By analyzing existing cross correlation between Adams Resources Energy and Diamond Offshore Drilling, you can compare the effects of market volatilities on Adams Resources and Diamond Offshore and check how they will diversify away market risk if combined in the same portfolio for a given time horizon. You can also utilize pair trading strategies of matching a long position in Adams Resources with a short position of Diamond Offshore. Check out your portfolio center. Please also check ongoing floating volatility patterns of Adams Resources and Diamond Offshore.

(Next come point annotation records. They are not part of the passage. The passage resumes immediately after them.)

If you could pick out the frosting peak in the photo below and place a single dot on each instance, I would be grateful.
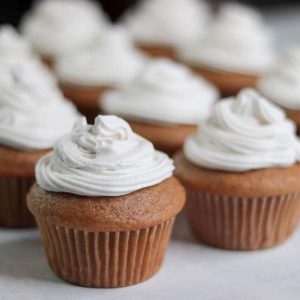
(12, 45)
(109, 59)
(170, 22)
(243, 134)
(236, 41)
(55, 27)
(282, 84)
(33, 112)
(104, 159)
(164, 91)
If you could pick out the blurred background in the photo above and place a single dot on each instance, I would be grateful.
(282, 16)
(12, 10)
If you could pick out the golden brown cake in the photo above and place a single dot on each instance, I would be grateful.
(107, 241)
(241, 172)
(248, 211)
(106, 215)
(158, 51)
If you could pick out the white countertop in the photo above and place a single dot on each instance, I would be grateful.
(190, 271)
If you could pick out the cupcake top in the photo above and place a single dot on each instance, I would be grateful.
(244, 133)
(12, 45)
(164, 92)
(237, 41)
(104, 159)
(33, 112)
(168, 22)
(55, 27)
(282, 85)
(109, 59)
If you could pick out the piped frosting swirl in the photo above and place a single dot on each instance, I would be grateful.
(244, 133)
(33, 112)
(104, 159)
(55, 27)
(164, 92)
(109, 59)
(168, 22)
(237, 41)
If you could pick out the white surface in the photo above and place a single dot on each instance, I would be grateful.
(191, 271)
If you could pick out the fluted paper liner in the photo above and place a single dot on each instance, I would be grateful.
(13, 207)
(105, 259)
(239, 223)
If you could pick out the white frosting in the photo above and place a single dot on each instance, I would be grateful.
(13, 46)
(237, 41)
(282, 85)
(164, 92)
(168, 22)
(243, 134)
(33, 113)
(109, 59)
(105, 159)
(55, 27)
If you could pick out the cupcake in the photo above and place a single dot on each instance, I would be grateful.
(241, 173)
(282, 85)
(235, 52)
(55, 27)
(163, 103)
(109, 60)
(160, 26)
(32, 117)
(13, 46)
(105, 202)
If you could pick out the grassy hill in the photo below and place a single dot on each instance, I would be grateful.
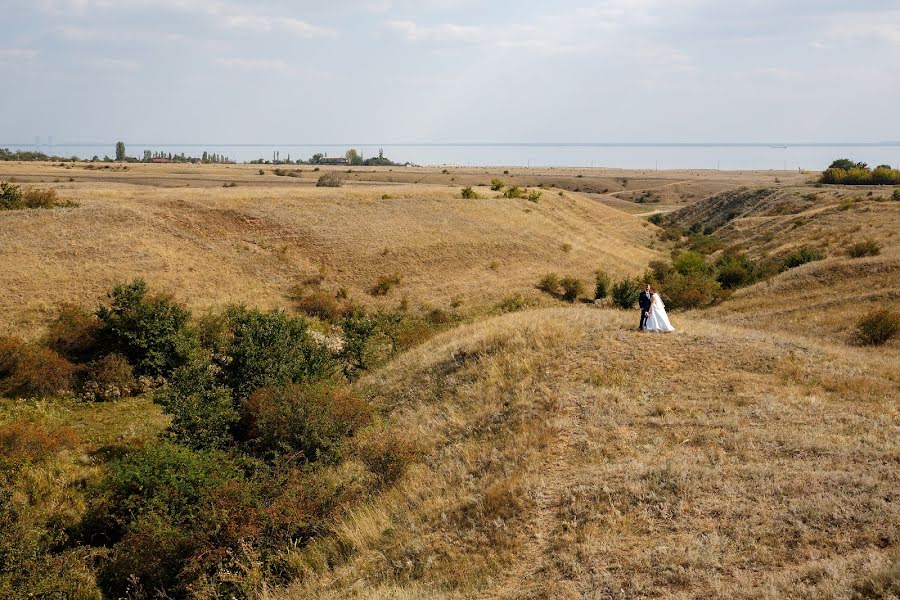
(209, 246)
(821, 299)
(549, 453)
(564, 455)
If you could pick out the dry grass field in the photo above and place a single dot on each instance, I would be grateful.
(567, 456)
(556, 452)
(825, 298)
(210, 245)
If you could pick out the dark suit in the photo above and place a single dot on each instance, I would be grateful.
(644, 302)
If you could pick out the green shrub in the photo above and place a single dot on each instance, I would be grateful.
(694, 290)
(330, 179)
(659, 271)
(846, 172)
(318, 303)
(706, 244)
(514, 192)
(153, 506)
(266, 349)
(734, 270)
(625, 292)
(368, 339)
(801, 256)
(202, 410)
(572, 288)
(469, 194)
(308, 421)
(549, 283)
(512, 303)
(152, 332)
(384, 285)
(602, 285)
(108, 378)
(28, 371)
(690, 262)
(385, 454)
(10, 196)
(861, 249)
(877, 327)
(73, 333)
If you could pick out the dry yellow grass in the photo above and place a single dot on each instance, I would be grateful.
(567, 456)
(209, 246)
(826, 298)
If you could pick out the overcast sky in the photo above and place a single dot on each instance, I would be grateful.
(394, 71)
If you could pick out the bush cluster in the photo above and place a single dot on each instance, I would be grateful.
(878, 327)
(862, 249)
(801, 256)
(625, 292)
(330, 179)
(12, 197)
(846, 172)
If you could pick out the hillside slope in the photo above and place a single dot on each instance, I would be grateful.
(563, 455)
(822, 299)
(211, 246)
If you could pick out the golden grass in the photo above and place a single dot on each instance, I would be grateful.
(565, 455)
(209, 246)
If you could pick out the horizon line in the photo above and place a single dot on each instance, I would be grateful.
(775, 144)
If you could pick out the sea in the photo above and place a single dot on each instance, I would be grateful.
(721, 156)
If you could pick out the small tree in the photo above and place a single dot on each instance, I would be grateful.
(354, 157)
(625, 293)
(601, 288)
(152, 332)
(572, 288)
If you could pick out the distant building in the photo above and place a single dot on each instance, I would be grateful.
(334, 160)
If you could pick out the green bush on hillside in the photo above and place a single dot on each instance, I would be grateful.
(572, 288)
(30, 371)
(861, 249)
(846, 172)
(878, 327)
(625, 293)
(734, 270)
(110, 377)
(152, 332)
(266, 349)
(307, 421)
(203, 411)
(469, 194)
(801, 256)
(601, 285)
(549, 283)
(514, 192)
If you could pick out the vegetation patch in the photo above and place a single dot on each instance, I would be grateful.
(878, 327)
(13, 197)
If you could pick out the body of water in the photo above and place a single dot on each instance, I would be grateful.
(632, 156)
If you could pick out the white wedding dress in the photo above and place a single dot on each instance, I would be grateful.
(658, 320)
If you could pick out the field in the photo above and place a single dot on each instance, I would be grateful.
(554, 452)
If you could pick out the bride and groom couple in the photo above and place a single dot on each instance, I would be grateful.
(653, 312)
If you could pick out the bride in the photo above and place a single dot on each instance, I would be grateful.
(658, 320)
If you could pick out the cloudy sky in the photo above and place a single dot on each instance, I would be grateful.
(395, 71)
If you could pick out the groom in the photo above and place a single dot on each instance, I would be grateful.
(644, 302)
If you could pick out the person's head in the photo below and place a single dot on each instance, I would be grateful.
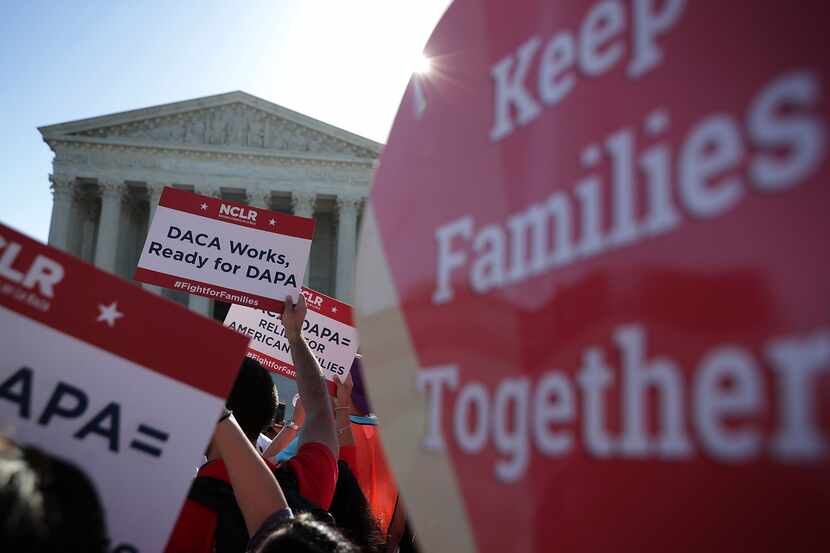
(306, 534)
(360, 398)
(253, 398)
(352, 513)
(47, 504)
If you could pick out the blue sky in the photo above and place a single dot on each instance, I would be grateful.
(344, 62)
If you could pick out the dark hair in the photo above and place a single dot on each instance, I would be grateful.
(47, 504)
(253, 398)
(360, 397)
(352, 513)
(306, 534)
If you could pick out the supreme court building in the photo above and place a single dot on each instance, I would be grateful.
(108, 173)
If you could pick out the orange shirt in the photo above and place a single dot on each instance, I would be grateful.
(368, 463)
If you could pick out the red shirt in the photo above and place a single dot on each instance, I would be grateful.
(368, 463)
(314, 466)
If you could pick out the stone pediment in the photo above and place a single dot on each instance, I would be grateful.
(228, 122)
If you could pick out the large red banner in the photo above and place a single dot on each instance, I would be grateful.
(595, 261)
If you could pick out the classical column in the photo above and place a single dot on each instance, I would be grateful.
(303, 205)
(108, 225)
(347, 207)
(259, 198)
(63, 190)
(154, 190)
(89, 215)
(153, 196)
(200, 304)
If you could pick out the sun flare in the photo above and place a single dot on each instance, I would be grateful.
(422, 64)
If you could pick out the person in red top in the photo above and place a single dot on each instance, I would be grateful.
(361, 448)
(200, 528)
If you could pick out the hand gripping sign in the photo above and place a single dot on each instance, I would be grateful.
(120, 382)
(225, 250)
(328, 329)
(613, 331)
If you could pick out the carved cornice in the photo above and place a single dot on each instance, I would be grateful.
(259, 198)
(205, 190)
(303, 201)
(235, 117)
(348, 202)
(62, 186)
(277, 158)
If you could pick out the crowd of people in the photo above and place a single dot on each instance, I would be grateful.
(320, 484)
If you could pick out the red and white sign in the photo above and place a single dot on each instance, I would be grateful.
(225, 250)
(593, 288)
(328, 330)
(120, 382)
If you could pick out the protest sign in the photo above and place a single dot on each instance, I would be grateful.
(225, 250)
(612, 331)
(126, 385)
(328, 329)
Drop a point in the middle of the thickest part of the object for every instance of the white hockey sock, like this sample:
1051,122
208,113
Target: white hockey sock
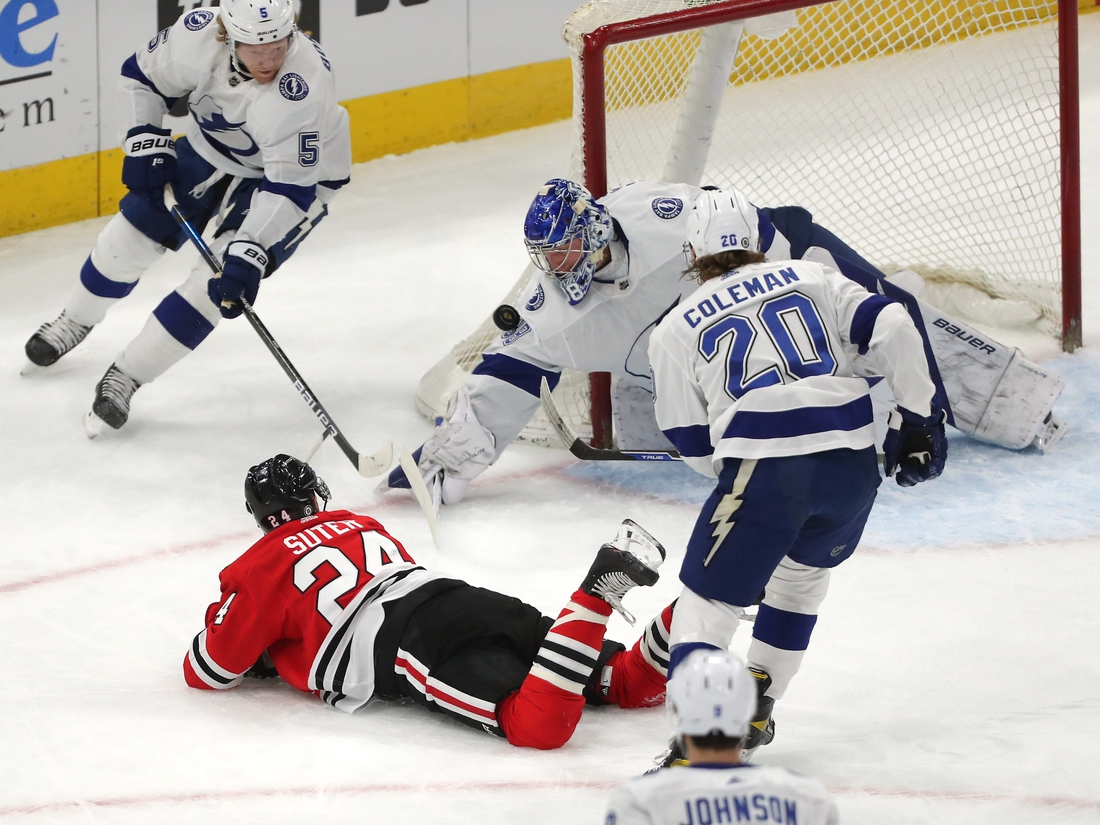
117,261
155,349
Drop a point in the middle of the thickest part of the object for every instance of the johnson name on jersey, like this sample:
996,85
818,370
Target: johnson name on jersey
312,594
713,793
290,132
758,363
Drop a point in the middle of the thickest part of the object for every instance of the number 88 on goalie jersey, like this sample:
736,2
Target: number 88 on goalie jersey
757,363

Diversification Opportunities for Adams Resources and Diamond Offshore

  Correlation Coefficient

Poor diversification

The 3 months correlation between Adams and Diamond is 0.67. Overlapping area represents the amount of risk that can be diversified away by holding Adams Resources Energy and Diamond Offshore Drilling in the same portfolio, assuming nothing else is changed. The correlation between historical prices or returns on Diamond Offshore Drilling and Adams Resources is a relative statistical measure of the degree to which these equity instruments tend to move together. The correlation coefficient measures the extent to which returns on Adams Resources Energy are associated (or correlated) with Diamond Offshore. Values of the correlation coefficient range from -1 to +1, where. The correlation of zero (0) is possible when the price movement of Diamond Offshore Drilling has no effect on the direction of Adams Resources i.e., Adams Resources and Diamond Offshore go up and down completely randomly.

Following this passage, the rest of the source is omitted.